This 2022 Phi Beta Kappa poem — a cycle entitled “Four Seasons” — signals its shifting moods with its change of meters. “Winter” occurs “in a grim tetrameter,” “Spring” in an appropriately “warmer ballad meter.” In “Autumn,” the year and the span of a human life wind down “in the blank verse of a philosophical pentameter.” But in the portion offered as today’s Poem of the day — “Summer,” the halcyon season in “a sprightlier Alexandrine” — the meter lengthens out beyond the expectation of our pentameter-tuned Anglophone ears, even as the summer days extend later and later into the night.

Fittingly, “Summer” provides the lighter, wittier interval between the tumult of the springtime and the closing-in of the philosophical autumn nights and the “winter’s news.” Drawing on august, and Augustan, sources, such as Pope’s “Essay on Criticism,” as well as Drayton’s “Poly-Olbion” and Auden’s “Under Which Lyre,” this graduation poem pokes fun at its own setting. All the college types, their differences obscured beneath gowns and mortarboards, are “forced to hear, before you leave the quad / The graduation speech — and then you must applaud . . .”

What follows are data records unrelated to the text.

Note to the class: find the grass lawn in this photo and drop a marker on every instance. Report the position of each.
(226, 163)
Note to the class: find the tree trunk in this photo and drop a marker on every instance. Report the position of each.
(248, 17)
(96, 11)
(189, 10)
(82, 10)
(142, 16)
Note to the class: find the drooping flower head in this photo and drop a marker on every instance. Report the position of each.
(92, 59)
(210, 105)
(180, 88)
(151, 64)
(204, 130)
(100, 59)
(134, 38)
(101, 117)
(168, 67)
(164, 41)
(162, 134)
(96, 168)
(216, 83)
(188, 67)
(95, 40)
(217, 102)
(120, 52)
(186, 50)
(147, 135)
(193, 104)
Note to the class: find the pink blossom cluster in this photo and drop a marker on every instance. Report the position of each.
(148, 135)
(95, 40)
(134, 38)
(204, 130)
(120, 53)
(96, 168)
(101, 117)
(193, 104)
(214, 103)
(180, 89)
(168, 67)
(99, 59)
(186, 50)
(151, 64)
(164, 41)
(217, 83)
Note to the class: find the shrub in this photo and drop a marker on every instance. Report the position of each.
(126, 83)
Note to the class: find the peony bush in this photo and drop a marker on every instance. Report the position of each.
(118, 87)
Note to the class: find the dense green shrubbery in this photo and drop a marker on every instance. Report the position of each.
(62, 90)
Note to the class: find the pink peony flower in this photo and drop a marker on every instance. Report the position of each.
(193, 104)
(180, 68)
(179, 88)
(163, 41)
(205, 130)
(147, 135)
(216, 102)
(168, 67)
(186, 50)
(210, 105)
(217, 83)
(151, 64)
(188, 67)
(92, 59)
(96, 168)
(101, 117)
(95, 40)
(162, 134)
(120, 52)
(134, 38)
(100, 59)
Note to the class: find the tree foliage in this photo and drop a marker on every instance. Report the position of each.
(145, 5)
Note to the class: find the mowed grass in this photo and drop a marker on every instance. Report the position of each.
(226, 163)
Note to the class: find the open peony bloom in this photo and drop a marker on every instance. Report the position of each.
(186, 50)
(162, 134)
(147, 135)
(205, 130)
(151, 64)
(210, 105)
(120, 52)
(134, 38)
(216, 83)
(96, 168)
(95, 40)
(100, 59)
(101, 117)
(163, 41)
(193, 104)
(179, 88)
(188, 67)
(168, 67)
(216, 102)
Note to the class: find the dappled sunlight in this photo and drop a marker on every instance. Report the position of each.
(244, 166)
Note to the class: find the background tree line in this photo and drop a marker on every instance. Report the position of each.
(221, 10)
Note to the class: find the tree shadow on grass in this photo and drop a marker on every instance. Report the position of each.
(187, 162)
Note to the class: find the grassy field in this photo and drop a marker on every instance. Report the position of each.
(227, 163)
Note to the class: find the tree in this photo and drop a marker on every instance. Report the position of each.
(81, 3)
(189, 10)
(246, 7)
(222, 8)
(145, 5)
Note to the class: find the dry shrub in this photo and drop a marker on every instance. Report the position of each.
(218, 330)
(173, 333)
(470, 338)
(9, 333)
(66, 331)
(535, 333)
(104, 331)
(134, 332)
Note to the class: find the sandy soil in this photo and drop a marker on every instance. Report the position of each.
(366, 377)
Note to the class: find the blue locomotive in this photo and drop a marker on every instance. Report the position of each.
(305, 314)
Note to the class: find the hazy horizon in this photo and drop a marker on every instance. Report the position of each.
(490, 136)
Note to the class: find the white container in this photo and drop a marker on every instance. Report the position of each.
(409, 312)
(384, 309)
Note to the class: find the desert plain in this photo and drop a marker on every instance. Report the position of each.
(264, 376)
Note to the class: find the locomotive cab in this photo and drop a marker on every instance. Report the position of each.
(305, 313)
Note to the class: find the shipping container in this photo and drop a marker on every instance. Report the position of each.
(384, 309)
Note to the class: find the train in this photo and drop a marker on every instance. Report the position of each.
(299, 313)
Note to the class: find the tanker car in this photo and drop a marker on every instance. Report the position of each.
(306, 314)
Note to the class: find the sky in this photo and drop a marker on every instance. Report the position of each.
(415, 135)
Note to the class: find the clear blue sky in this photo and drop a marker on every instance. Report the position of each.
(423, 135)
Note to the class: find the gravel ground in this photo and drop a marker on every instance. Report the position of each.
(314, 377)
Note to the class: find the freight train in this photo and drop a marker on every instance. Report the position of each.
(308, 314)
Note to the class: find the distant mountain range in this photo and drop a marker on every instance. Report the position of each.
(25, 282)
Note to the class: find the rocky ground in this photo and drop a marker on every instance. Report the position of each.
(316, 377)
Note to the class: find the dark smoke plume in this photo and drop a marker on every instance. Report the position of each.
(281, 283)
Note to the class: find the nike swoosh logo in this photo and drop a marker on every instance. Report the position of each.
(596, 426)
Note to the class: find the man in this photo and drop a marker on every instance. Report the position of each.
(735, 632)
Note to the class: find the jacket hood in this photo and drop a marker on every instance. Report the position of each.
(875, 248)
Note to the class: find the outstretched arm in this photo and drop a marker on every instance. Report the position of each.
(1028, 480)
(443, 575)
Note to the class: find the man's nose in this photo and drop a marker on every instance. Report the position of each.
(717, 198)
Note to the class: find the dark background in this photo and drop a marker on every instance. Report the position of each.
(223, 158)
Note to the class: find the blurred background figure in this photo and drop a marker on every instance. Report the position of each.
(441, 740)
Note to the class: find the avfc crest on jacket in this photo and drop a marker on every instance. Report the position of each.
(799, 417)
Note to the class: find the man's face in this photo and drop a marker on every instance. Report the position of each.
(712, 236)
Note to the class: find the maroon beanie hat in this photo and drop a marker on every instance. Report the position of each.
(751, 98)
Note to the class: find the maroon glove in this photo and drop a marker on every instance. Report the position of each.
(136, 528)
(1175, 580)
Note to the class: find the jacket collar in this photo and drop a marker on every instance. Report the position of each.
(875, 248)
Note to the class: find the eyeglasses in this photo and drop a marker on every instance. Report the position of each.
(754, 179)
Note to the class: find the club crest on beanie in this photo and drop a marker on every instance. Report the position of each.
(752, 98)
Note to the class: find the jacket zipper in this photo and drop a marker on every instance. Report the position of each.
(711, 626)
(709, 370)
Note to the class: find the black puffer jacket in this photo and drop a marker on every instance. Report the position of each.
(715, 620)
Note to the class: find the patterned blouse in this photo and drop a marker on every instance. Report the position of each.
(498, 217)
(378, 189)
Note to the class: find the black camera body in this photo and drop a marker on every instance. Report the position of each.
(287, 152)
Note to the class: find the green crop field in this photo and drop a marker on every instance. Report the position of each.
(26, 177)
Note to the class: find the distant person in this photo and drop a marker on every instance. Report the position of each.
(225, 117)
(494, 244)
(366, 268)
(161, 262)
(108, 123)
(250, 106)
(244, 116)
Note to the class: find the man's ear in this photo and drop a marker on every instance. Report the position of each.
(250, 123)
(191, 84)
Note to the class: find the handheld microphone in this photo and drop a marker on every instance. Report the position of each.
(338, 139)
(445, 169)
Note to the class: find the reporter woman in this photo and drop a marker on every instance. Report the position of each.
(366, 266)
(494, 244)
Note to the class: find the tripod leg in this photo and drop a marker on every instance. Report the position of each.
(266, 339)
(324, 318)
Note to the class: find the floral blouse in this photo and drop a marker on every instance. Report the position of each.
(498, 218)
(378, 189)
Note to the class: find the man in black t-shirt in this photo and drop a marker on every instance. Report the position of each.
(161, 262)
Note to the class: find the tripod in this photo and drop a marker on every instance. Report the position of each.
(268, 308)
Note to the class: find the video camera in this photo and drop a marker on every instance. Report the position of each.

The second stanza catalogs the buzzwords and bloviations that are simultaneously so beloved of contemporary commencement speakers, and so much wind blowing over the heads of people frantic to escape and get on with the rest of their lives. But summer is the “season off.” The windy exhortations — “Think outside the box” — all evaporate in the sunshine of the present. And the future hasn’t caught up with anybody yet.